Although negatively valenced thoughts were mainly in the minority of the overall sample (8%), consistent with the mild average positive affect bias of self-generated thoughts (Fox et al., 2018), they were overexpressed in RSTP-1 and RSTP-4. Relative to other RSTPs, both negatively valenced RSTPs overexpressed self-focused/future-oriented thoughts and inner speech. This specific association between thought content and form was also observed independently of emotional valence (Stawarczyk et al., 2013; Vatansever, 2020), which is consistent with the mnemonic functions (reminders to do things), action planning, and decision-making previously associated with inner speech (D’Argembeau et al., 2011; Morin et al., 2011). Additionally, relative to the unique positively valenced RSTP-3, RSTP-1 overexpressed empathetic thoughts and RSTP-4 overexpressed concerns related to the here-and-now. Finally, RSTP-4 shared almost all of the same thought types as RSTP-2, but they were much more frequent in RSTP-4. Overall, this suggests that the high frequency of specific thought profiles is related to negative valence and highlights the need to consider both thought contents and their frequency. To this end, RSTPs appear to be a precious tool for “quantifying an individual’s full profile of thought content” (Andrews-Hanna et al., 2013).
Regarding relationships between RSTPs and psychological features, low levels of trait negative affectivity (i.e., STAI-T scores) were predictive of a higher probability of the emotionally neutral RSTP-5 (except for the most mature students). In contrast, both negatively valenced RSTP-1 and RSTP-4 were more likely to occur as trait negative affectivity increased (at least in less mature students).
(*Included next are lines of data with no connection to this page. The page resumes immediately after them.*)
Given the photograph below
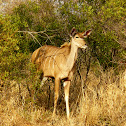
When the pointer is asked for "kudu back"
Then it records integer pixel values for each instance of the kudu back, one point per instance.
(58, 62)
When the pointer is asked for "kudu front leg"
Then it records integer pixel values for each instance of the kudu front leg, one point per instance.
(66, 92)
(56, 94)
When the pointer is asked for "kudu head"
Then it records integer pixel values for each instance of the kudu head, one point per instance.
(78, 38)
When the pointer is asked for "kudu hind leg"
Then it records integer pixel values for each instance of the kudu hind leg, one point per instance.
(66, 91)
(57, 82)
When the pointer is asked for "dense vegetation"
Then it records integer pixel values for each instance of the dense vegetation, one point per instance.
(25, 26)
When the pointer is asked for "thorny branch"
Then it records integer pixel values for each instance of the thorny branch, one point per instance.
(35, 39)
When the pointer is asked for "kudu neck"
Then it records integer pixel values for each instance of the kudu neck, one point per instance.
(72, 55)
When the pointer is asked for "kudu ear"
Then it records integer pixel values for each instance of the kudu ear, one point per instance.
(87, 33)
(73, 32)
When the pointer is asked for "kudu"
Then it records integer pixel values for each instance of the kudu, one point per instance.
(58, 62)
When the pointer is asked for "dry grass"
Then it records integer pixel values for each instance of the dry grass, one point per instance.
(101, 103)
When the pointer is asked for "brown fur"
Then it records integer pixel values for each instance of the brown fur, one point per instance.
(59, 63)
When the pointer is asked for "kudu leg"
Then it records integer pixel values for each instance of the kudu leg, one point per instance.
(66, 91)
(57, 82)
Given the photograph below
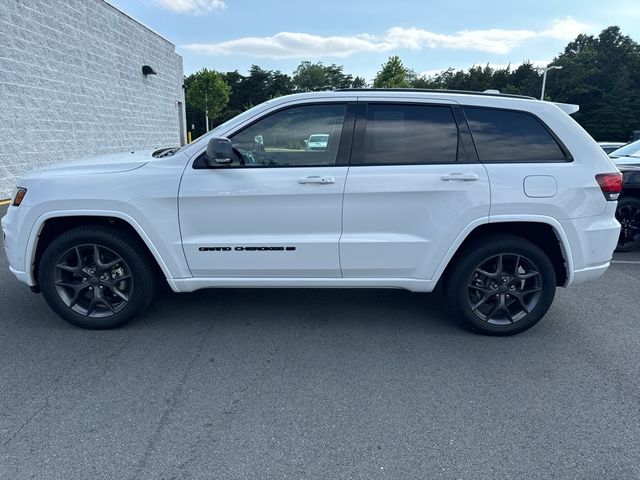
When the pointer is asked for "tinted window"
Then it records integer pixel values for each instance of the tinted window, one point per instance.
(509, 136)
(409, 134)
(299, 136)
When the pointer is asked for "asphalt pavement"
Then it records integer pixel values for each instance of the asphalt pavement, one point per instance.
(326, 384)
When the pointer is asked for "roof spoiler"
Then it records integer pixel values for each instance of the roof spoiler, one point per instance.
(568, 108)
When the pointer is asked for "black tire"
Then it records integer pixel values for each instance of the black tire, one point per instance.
(628, 214)
(124, 277)
(502, 302)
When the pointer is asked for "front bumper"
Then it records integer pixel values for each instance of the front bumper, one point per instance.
(13, 248)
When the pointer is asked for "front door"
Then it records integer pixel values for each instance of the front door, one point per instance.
(276, 210)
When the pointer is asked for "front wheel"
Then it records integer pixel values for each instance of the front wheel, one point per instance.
(96, 277)
(501, 285)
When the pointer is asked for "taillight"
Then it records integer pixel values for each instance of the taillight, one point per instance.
(610, 184)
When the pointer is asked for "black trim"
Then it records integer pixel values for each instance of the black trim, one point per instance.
(464, 135)
(464, 140)
(342, 154)
(430, 90)
(568, 158)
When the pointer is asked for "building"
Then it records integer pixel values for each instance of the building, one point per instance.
(72, 85)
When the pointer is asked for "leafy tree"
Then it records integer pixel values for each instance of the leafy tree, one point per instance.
(602, 75)
(207, 92)
(359, 82)
(393, 75)
(314, 77)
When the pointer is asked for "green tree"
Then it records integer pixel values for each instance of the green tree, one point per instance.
(393, 75)
(315, 77)
(207, 92)
(602, 75)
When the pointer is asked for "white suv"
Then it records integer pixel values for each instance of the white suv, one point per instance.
(498, 198)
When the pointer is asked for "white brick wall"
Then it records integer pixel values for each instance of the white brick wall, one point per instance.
(71, 84)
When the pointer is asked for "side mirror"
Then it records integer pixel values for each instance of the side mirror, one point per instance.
(219, 152)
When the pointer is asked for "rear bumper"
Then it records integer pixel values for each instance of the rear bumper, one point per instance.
(589, 274)
(592, 240)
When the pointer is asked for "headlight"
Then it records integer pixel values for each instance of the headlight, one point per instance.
(20, 193)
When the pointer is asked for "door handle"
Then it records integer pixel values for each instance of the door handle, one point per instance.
(459, 177)
(316, 179)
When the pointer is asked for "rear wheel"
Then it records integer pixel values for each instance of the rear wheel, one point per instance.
(628, 214)
(96, 277)
(501, 285)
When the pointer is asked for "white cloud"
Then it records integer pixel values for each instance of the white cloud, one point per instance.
(296, 45)
(195, 7)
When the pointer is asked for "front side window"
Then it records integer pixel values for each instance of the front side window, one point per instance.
(307, 135)
(409, 134)
(511, 136)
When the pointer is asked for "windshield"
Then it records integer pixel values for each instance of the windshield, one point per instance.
(631, 150)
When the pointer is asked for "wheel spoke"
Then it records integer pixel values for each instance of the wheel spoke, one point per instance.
(92, 305)
(526, 276)
(111, 283)
(120, 294)
(106, 303)
(88, 283)
(517, 266)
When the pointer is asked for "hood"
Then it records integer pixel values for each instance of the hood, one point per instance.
(107, 163)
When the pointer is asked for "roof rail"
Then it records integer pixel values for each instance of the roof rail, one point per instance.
(487, 93)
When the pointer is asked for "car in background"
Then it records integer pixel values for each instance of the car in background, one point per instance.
(609, 147)
(627, 159)
(317, 142)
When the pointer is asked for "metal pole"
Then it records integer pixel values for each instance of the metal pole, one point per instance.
(544, 76)
(206, 112)
(544, 82)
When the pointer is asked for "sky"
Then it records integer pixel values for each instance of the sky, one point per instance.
(429, 36)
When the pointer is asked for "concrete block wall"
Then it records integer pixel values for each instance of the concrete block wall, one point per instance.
(71, 85)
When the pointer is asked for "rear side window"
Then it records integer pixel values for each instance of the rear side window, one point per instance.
(511, 136)
(409, 134)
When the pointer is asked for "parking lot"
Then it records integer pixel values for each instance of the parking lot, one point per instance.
(324, 384)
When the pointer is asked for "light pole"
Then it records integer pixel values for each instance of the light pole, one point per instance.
(544, 76)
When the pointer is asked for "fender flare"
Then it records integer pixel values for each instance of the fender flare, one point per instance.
(36, 229)
(552, 222)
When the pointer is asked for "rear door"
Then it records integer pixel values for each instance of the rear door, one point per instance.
(413, 185)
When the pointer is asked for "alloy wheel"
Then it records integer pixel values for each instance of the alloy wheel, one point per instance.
(629, 217)
(93, 280)
(504, 289)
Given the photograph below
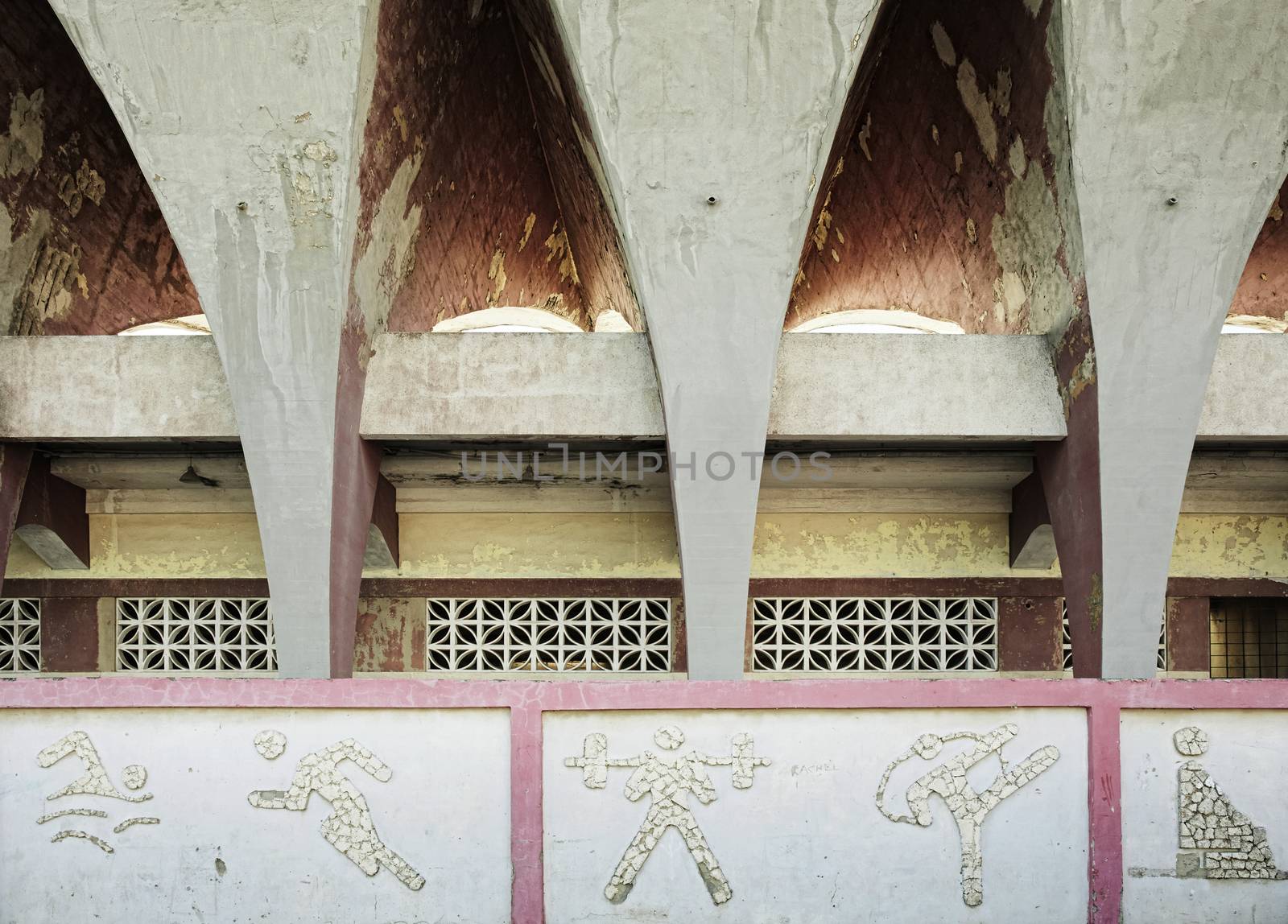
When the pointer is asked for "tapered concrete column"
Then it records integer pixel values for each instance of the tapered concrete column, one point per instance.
(714, 124)
(1178, 125)
(248, 120)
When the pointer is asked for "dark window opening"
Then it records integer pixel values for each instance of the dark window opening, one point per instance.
(1249, 638)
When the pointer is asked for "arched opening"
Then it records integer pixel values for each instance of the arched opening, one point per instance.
(875, 320)
(508, 320)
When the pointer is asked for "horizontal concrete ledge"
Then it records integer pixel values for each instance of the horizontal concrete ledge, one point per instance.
(1246, 393)
(495, 386)
(114, 389)
(512, 385)
(898, 386)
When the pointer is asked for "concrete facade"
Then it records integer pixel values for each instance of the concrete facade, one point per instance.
(712, 221)
(1167, 221)
(848, 433)
(267, 221)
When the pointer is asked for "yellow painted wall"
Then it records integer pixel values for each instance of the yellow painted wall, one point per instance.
(538, 546)
(159, 546)
(881, 545)
(1230, 546)
(643, 545)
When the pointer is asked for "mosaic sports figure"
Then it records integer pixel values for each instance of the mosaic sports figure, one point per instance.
(349, 827)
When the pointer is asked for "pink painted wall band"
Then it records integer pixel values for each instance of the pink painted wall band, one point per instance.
(527, 700)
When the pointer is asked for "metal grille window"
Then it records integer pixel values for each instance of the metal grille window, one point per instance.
(875, 633)
(1067, 641)
(1249, 638)
(19, 636)
(206, 635)
(480, 635)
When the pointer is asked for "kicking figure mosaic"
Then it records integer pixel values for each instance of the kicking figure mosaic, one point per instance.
(667, 780)
(948, 782)
(349, 827)
(94, 782)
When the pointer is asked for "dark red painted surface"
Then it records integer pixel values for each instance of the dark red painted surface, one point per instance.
(450, 88)
(560, 118)
(56, 505)
(1028, 513)
(102, 258)
(1264, 286)
(68, 635)
(14, 462)
(1071, 475)
(1189, 644)
(890, 228)
(1028, 633)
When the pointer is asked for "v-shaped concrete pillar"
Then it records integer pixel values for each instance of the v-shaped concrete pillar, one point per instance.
(712, 124)
(1178, 118)
(248, 122)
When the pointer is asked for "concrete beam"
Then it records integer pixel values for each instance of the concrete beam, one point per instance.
(749, 99)
(513, 385)
(114, 389)
(1178, 118)
(52, 519)
(592, 388)
(382, 550)
(914, 386)
(1032, 538)
(255, 170)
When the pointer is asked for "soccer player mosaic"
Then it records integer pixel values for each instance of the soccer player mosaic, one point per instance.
(1216, 839)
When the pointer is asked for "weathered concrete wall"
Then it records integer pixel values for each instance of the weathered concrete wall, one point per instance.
(454, 180)
(435, 788)
(589, 219)
(539, 545)
(802, 839)
(114, 389)
(1242, 758)
(159, 546)
(482, 386)
(597, 545)
(83, 245)
(712, 219)
(944, 199)
(866, 386)
(543, 385)
(1176, 120)
(255, 169)
(1262, 290)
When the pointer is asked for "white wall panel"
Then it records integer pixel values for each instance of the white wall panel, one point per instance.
(216, 857)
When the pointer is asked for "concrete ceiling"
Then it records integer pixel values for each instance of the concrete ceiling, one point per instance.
(84, 247)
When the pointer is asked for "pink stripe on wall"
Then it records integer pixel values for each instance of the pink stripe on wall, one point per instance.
(527, 700)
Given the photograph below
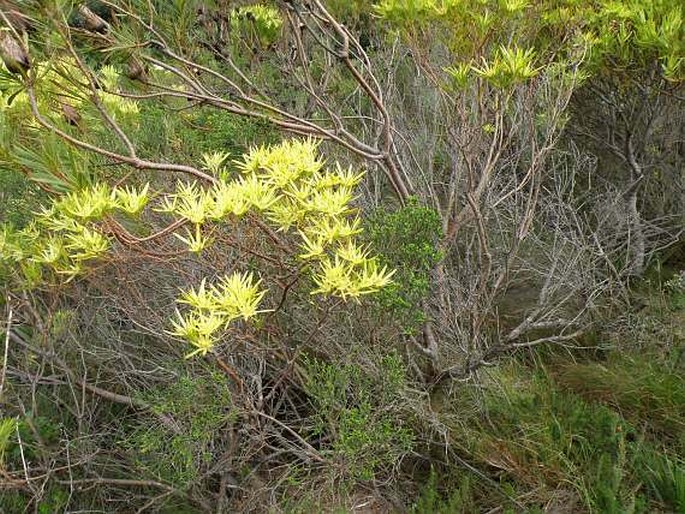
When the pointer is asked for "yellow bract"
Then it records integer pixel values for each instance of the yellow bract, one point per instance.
(213, 309)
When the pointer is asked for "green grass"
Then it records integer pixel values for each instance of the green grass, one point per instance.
(608, 436)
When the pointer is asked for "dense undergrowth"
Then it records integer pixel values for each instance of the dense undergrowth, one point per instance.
(455, 231)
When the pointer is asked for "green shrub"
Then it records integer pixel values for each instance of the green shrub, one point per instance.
(357, 413)
(199, 407)
(406, 240)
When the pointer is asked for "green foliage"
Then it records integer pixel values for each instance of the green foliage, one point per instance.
(199, 408)
(356, 413)
(406, 241)
(627, 35)
(432, 501)
(263, 21)
(541, 434)
(7, 427)
(675, 289)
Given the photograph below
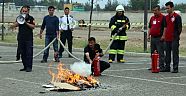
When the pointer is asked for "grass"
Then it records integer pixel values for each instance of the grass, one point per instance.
(81, 43)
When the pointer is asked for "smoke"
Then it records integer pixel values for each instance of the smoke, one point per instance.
(81, 68)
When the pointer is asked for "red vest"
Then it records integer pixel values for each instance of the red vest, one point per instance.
(169, 33)
(156, 22)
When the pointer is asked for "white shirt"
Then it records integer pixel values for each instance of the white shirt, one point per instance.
(63, 22)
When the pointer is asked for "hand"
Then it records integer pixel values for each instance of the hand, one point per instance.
(121, 28)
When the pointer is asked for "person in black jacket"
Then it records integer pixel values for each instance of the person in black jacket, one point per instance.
(91, 51)
(25, 39)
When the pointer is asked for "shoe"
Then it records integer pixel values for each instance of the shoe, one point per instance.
(174, 71)
(22, 69)
(43, 61)
(57, 60)
(121, 61)
(110, 61)
(28, 70)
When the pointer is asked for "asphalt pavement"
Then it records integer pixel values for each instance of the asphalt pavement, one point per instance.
(121, 79)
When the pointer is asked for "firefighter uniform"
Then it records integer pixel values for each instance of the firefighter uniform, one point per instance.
(118, 24)
(156, 28)
(172, 37)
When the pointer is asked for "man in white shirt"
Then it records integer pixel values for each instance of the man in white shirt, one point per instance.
(66, 26)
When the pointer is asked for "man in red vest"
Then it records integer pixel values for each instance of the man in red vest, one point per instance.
(157, 26)
(172, 37)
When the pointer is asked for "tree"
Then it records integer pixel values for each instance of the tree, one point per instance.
(60, 4)
(6, 1)
(139, 4)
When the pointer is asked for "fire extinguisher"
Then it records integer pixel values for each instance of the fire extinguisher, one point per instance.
(96, 66)
(155, 62)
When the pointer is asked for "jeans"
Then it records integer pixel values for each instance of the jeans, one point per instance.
(48, 39)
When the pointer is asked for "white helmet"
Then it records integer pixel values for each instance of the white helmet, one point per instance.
(120, 8)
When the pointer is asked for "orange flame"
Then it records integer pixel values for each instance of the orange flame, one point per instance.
(65, 75)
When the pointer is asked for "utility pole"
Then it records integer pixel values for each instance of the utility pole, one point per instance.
(145, 26)
(3, 20)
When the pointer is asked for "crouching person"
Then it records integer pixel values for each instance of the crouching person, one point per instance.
(93, 50)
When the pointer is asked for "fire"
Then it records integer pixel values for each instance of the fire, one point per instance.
(65, 75)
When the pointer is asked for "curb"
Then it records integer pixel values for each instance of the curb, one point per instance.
(133, 54)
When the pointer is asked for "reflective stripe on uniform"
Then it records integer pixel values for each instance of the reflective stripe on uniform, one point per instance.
(123, 37)
(113, 27)
(120, 51)
(111, 51)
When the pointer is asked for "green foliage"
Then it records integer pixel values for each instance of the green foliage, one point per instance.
(139, 4)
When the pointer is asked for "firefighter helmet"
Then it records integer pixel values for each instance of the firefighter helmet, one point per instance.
(120, 8)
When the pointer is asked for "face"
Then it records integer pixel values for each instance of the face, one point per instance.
(169, 9)
(156, 11)
(51, 11)
(66, 11)
(91, 43)
(24, 11)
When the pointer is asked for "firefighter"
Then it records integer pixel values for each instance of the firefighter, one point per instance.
(119, 23)
(172, 37)
(91, 51)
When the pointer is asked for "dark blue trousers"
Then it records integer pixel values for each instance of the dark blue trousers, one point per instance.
(172, 47)
(66, 35)
(48, 39)
(26, 49)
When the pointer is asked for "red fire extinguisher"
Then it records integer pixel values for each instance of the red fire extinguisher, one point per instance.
(96, 65)
(155, 62)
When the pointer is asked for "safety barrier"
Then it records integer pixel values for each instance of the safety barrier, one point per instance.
(7, 62)
(94, 24)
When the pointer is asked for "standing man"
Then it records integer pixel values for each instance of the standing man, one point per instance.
(91, 51)
(172, 37)
(66, 26)
(25, 39)
(51, 22)
(157, 26)
(118, 24)
(18, 54)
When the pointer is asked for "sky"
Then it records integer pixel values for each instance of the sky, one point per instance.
(103, 2)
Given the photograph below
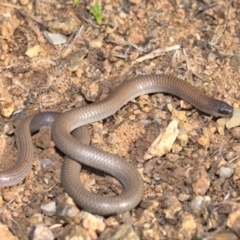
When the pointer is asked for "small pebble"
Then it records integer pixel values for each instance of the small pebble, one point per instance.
(226, 171)
(196, 203)
(49, 208)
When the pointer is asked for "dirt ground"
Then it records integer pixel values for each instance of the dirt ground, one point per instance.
(192, 190)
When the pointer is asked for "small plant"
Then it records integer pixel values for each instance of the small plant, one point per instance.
(96, 11)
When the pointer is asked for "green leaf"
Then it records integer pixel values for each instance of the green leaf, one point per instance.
(96, 11)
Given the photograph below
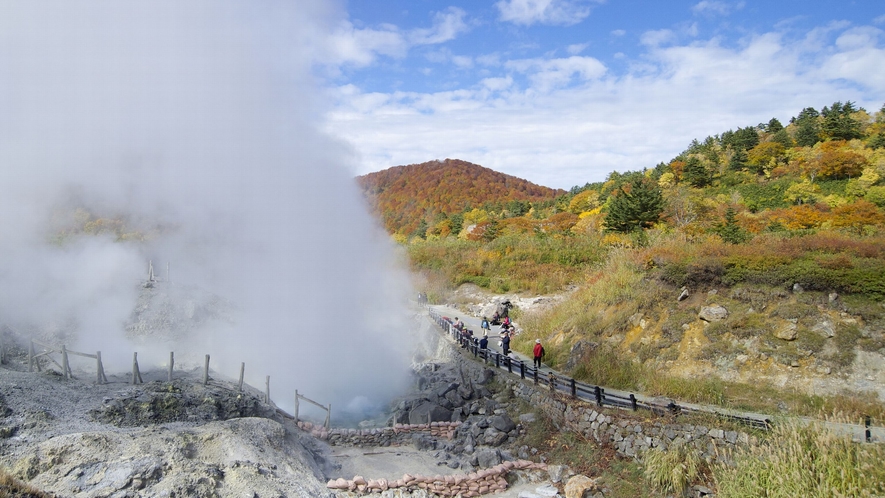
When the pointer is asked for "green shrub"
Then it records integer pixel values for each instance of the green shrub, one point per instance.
(803, 460)
(793, 311)
(748, 325)
(672, 470)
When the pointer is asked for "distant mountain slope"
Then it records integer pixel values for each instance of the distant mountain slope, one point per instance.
(404, 195)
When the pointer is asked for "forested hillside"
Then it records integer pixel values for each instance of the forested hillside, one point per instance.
(822, 173)
(435, 196)
(782, 226)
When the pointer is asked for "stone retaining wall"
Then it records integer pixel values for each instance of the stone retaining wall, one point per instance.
(491, 480)
(398, 435)
(629, 435)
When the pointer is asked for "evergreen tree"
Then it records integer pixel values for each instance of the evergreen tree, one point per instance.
(730, 231)
(421, 231)
(746, 138)
(738, 159)
(807, 127)
(634, 206)
(696, 174)
(774, 126)
(457, 220)
(838, 123)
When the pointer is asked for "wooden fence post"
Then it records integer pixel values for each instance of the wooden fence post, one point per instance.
(136, 374)
(328, 416)
(171, 364)
(99, 369)
(206, 372)
(64, 361)
(65, 364)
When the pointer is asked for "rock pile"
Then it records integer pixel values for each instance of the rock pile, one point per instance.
(491, 480)
(384, 436)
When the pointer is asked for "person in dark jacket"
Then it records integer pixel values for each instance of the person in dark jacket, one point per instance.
(538, 353)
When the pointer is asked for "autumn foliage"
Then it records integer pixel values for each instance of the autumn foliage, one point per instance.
(404, 196)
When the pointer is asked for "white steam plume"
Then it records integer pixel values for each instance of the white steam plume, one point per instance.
(193, 120)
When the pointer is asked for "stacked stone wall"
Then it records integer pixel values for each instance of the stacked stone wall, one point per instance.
(630, 434)
(485, 481)
(398, 435)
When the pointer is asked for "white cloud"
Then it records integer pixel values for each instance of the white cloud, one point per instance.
(577, 48)
(462, 61)
(497, 84)
(360, 47)
(555, 12)
(657, 37)
(546, 74)
(858, 54)
(348, 45)
(575, 122)
(715, 7)
(447, 25)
Our findings add to prior research showing that people experiencing trait negative affectivity (i.e., higher neuroticism assessed with the NEO Five-Factor Inventory-3) endorsed more worry-based thought content in daily life (Kane et al., 2017). As psychological state predictors, RSTPs were associated with an increased or decreased likelihood of subsequent negative affective states. RSTP-1 predicted higher odds of subsequent negative affective states (i.e., PHQ-9 and GAD-7 scores), in line with prior studies (Andrews-Hanna et al., 2013; Poerio et al., 2013; Ruby et al., 2013a, 2013b). RSTP-2 decreased the probability of subsequent depressive and, to a lesser extent, anxious states. RSTP-6 and RSTP-5 also tended to reduce the likelihood of subsequent depressive and anxious states, respectively. The predictive character of RSTP-1 and RSTP-2 (and, to a lesser extent, RSTP-5 and RSTP-6) strengthens the assumption that they reflect individual psychological dispositions. In contrast, the negatively valenced RSTP-4 did not predict subsequent negative affective states, although its probability was increased by trait negative affectivity in the immature students (similar to RSTP-1). Thus, RSTP-4 seemed to capture situational influences rather than dispositional ones. In line with this interpretation, RSTP-4 was highly characterized by bodily sensations and situational concerns during the RS scan. RSTP-4 appears to represent an anxious profile of thinking, an assumption that could explain why RSTP-4 was more likely in women than men since, compared to men, women were more anxious (in the present and previous studies) and at higher risk of claustrophobia in MR scanners (Dewey et al., 2007). Overall, these results illustrate the ability of our method to separate variability related to dispositional traits from that related to the situation.
Psychological maturity
Psychological maturity was related to almost all RSTPs, in line with prior research showing a link between isolated ongoing thought types and both self-directedness and cooperativeness character traits (i.e., the two components of psychological maturity) (Diaz et al., 2014). As mentioned above, the positive relationship between high trait negative affectivity and negatively valenced RSTPs (RSTP-1 and RSTP-4) was observed only among the less mature students. The relationships between RSTPs and immaturity could result from a wide range of dysfunctional personality styles involving thwarted goals or disrupted relationships (as in depression or anxiety) (Gutiérrez et al., 2008; Josefsson et al., 2013). Meanwhile, higher maturity levels tended to be associated with an increased likelihood of RSTP-2, an emotionally neutral and well-balanced RSTP. Consistently, high maturity levels were previously associated with emotional stability (i.e., a low level of neuroticism assessed using the revised NEO Personality Inventory, NEO-PI-R) (Aluja & Blanch, 2011; Capanna et al., 2012; Cloninger, 2010; De Fruyt et al., 2000) and a sense of comfort during RSFC (Diaz et al., 2014). Additionally, as psychological maturity increased, we observed a decrease in the likelihood of empathetic RSTPs (RSTP-1 and RSTP-3), characterized by emotionally toned, social episodic, and imaginary thoughts. Similarly, Kane et al. (2017) showed that agreeableness (i.e., a dimension of the NEO-PI-R positively related to psychological maturity Aluja & Blanch, 2011; Cloninger, 2010; De Fruyt et al., 2000)) tended to negatively predict daydreams and fantasy. Moreover, the high frequency of voices and inner speech characterizing empathetic RSTPs complies with the social-assessment function of self-talk described by Brinthaupt and Dove (2012). Overall, our results strongly suggest that a greater maturity level leads to less social and (positively or negatively) emotionally toned thought content. This idea concurs with the recent report of a decline in openness to feelings and social potency in personality development across adulthood (Schwaba et al., 2022). Thus, for the first time, psychological maturity appears to be a substantial new variable in future research about ongoing conscious thought.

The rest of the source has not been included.